BZOJ3640:JC's Little Apple

Description

Let's continue the story of JC and Dzy.

"You are my little ya little Apple, how to love you are not too much!" ”

"Light the fire of my life, fire fire! ”

JC came to City B after a hard slog, but Dzy stole his little Apple because of his negligence! No small apple How to listen to the song! He found that the evil Dzy hid his little apple in a maze. JC was left with HP blood after his previous battle. Start JC at Point 1th, his little Apple at the N number point. Dzy put monsters in some points. When JC encounters the monster in I, he loses the AI point blood. When JC's blood is equal to 0 o'clock, he is automatically ejected from the maze and can no longer enter.

But JC lost, he can only from the current point of departure and other probability of the choice of a road to go.
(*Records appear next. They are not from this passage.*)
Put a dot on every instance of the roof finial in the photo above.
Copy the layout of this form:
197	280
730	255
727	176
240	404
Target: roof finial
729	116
All roads are two-way, there are M-bars, monsters cannot be killed. Now JC wants to know the odds of him finding his little apple.

P.S. We all know that this series is to improve the group simulation, so this is a sub-problem to send Balabala

Input

The first line of three integers represents n,m,hp. The next line of integers, section I, indicates the amount of blood to be lost from JC to point I. Ensure that the number of 1th and N is 0. The next M-line of two integers per line, A, B, has a non-forward edge between AB.

Output

Only one line, which means JC finds the expected probability of his little apple, retains eight decimal places.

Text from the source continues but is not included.